At issue is the Communications Assistance for Law Enforcement Act (CALEA), a 1994 law that allows the FBI to force traditional telephone companies to build its technology in particular ways in order to make wiretapping easier. Congress specifically exempted "information services," such as the Internet, from the law.

But in August, the FCC, citing national security interests, voted 5-0 to extend CALEA to facilities-based providers of any type of broadband Internet access service.

"Congress didn't want to extend these trap-door requirements to the Internet and said so clearly," Waldron said.

The ACLU said the order threatens the future of privacy on the Internet, comparing the FCC mandate to a law requiring all new homes be built with a peephole for law enforcement agents to look through.

"The FCC has unilaterally granted the FBI a sweeping expansion of its surveillance powers on the Internet, far in excess of what Congress authorized or intended," said Chris Calabrese, program counsel for the ACLU's Technology and Liberty Project.

He added, "If the Justice Department or the FCC want to expand surveillance powers, they need to go back and ask Congress to vote on it. In the meantime, we are asking the court to rein the Commission back in."

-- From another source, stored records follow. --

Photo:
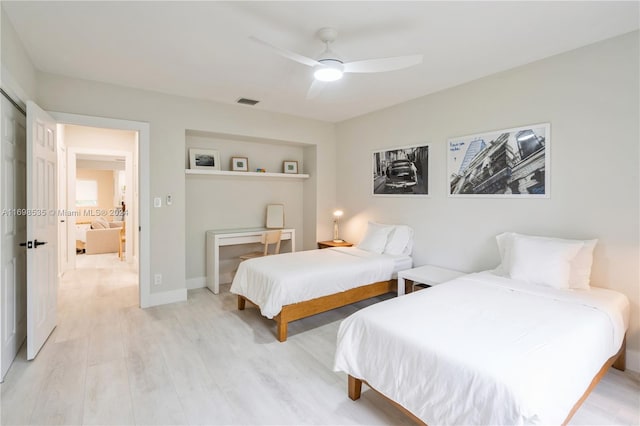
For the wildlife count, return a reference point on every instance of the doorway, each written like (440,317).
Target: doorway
(137,227)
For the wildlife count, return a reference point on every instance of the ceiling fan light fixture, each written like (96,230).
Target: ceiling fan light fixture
(330,70)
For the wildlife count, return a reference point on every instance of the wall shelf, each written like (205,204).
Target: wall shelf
(245,174)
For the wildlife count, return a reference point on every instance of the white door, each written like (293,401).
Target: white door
(42,228)
(13,225)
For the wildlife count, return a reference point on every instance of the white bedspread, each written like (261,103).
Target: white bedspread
(274,281)
(484,349)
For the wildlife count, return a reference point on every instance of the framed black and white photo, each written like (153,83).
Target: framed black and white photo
(510,163)
(290,167)
(239,164)
(206,159)
(401,171)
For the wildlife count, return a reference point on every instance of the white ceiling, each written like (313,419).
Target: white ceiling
(202,49)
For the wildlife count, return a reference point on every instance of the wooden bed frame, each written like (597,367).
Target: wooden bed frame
(311,307)
(618,361)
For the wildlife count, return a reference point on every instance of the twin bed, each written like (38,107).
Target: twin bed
(523,344)
(297,285)
(484,349)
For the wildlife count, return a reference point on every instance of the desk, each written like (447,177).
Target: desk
(227,237)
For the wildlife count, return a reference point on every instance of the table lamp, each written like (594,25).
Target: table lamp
(336,215)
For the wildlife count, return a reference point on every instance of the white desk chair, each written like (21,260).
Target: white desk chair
(268,238)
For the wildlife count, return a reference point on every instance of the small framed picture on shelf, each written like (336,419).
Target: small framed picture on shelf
(239,164)
(290,167)
(206,159)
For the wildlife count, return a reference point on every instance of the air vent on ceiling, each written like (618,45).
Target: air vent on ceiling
(246,101)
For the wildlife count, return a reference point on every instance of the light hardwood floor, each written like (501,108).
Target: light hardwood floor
(204,362)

The FBI, for its part, says the agency will wiretap Internet connections with or without CALEA. The only real issue, according to the FBI, is whether there will be a standard wiretap interface or if each legally obtained wiretap order will have to be customized.

"We have to [wiretap]," Steve Martinez, the deputy assistant director of the FBI's Cyber Division, told internetnews.com in an interview last month. "There are some tech issues but none that can't be overcome."

The ACLU lawsuit follows similar legal action by the Center for Democracy and Technology, Pulver.com, the Electronic Frontier Foundation and the Competitive Telecommunications Association.